The debate around AI safety continues to be a hot topic but the industry doesn’t have a definitive definition of what “safe” AI is, or a benchmark to compare how safe different models are.
MLCommons has brought a range of companies into its different working groups to become the leading AI benchmarking organization.
When we compare one manufacturer’s GPU inference performance with another or populate an LLM leaderboard, we can do that because we have benchmarks. Benchmarks like MLPerf, and standardized tests enable us to say “This one is better than that one.”
But when it comes to AI safety we don’t really have an industry-standard benchmark that allows us to say, “This LLM is safer than that one.”
With the formation of the AI Safety Working Group (AIS), MLCommons wants to develop a set of AI safety benchmarks to make that possible.
A few companies and organizations have done some work in this space already. Google’s guardrails for generative AI and the University of Washington’s RealToxicityPrompts are good examples.
But these benchmarking tests rely on inputting a specific list of prompts and only really tell you how safe the model is based on that test prompt set.
Those tests also usually use open datasets for the prompts and responses. The LLMs under test may well have been trained on these datasets too, so the test results could be skewed.
Stanford University’s Center for Research on Foundation Models did groundbreaking work with the development of its Holistic Evaluation of Language Models (HELM). HELM uses a broad range of metrics and scenarios to test LLM safety in a more holistic way.
AIS will build on the HELM framework to develop its safety benchmarks for large language models. It’s also inviting wider industry participation.

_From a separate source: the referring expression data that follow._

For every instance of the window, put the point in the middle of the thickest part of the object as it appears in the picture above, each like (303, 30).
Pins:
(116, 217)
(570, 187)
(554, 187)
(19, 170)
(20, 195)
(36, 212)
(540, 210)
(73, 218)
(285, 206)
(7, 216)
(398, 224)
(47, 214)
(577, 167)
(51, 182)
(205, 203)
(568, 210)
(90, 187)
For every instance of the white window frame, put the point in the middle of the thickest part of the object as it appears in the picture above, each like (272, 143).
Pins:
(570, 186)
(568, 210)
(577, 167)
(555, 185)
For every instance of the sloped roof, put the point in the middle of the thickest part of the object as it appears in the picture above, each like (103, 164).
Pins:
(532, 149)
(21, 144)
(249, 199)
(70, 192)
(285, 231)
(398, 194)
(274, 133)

The MLCommons announcement said, “We expect several companies to externalize AI safety tests they have used internally for proprietary purposes and share them openly with the MLCommons community, which will help speed the pace of innovation.”
The big names that make up the AIS Working Group include Anthropic, Coactive AI, Google, Inflection, Intel, Meta, Microsoft, NVIDIA, OpenAI, Qualcomm Technologies, as well as AI academics.
Once the AI industry can agree on a safety benchmark it will make efforts like the AI Safety Summit more productive.
Also, government regulators could then insist that AI companies achieve a specific score on a benchmark before allowing their models to be released.
Leaderboards are great marketing tools too, so having an industry-accepted scorecard for safety is more likely to drive engineering budget toward AI safety.